Programing Performance of Silk Fibroin Materials by Controlled Nucleation

To examine the mechanism of the network formation of silk fibroin (SF), monodispersed colloidal particles (MDCPs) are used as well defined foreign substrates to quantify their effect on the primary nucleation of -crystallites in molecular networks (silk nanofibrils) and the hierarchical network formation of SF. It follows that MDCPs are capable of accelerating the SF gelation by reducing the multistep nucleation barrier, which gives rise to a high density of silk fibril domain networks due to the increase of primary nucleation sites.

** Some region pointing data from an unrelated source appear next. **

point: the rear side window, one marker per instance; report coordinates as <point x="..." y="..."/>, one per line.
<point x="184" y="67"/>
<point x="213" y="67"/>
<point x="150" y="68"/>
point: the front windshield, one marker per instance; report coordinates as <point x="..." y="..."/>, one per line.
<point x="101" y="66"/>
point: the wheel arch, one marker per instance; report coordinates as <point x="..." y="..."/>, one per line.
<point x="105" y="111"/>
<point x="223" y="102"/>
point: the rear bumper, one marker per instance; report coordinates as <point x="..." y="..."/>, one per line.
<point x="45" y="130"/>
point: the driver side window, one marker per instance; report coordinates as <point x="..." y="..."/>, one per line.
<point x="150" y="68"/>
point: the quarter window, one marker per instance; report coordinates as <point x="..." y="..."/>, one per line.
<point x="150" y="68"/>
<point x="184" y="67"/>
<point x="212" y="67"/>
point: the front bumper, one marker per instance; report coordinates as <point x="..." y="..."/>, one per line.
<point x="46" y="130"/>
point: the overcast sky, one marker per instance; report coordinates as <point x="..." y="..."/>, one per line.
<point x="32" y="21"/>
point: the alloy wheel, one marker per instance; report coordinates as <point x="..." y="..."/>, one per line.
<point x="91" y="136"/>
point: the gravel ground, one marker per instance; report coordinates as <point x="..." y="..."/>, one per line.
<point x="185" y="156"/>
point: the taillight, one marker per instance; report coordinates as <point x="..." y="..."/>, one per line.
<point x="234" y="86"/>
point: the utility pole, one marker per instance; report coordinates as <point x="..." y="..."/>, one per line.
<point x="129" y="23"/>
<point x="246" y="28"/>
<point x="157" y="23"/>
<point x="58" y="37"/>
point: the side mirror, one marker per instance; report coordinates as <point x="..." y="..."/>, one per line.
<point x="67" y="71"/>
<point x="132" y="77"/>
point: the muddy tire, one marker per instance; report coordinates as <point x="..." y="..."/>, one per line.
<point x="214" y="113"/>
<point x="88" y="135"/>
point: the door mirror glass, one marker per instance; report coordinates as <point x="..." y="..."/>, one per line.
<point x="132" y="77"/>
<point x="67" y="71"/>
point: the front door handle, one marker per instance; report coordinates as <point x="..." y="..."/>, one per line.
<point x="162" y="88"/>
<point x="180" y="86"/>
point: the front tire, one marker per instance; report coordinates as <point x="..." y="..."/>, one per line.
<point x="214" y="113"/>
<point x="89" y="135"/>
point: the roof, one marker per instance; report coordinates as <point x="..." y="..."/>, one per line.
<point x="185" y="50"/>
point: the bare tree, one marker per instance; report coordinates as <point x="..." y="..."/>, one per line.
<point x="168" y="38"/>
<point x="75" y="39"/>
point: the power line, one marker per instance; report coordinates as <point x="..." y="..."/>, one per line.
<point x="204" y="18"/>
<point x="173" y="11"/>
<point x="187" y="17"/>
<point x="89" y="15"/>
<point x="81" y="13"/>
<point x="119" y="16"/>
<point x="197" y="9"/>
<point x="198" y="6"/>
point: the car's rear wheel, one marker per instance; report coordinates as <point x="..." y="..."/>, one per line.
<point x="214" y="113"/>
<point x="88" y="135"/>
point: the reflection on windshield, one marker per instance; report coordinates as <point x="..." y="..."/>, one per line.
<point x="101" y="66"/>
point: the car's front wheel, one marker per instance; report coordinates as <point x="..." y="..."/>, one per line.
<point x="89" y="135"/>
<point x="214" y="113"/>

Consequently, through governing the change in the hierarchical mesoscopic structure, the macroscopic performance of silk materials (e.g., the rheological properties of SF hydrogels and the tensile stress of fibers) can be controlled directly. As SF hydrogels represent a typical example of weak fibril domain-domain network interactions, the increase of fibril domain density leads to weaker gels. On the other hand, SF fibers correspond to strong fibril domain-domain network interactions, the increase of fibril domain density ends up with much tougher fibers. The knowledge obtained provides a facile strategy in controlling the complex hierarchical structure and macroscopic performance of SF materials, and offers useful routes for general design and functionalization of soft materials.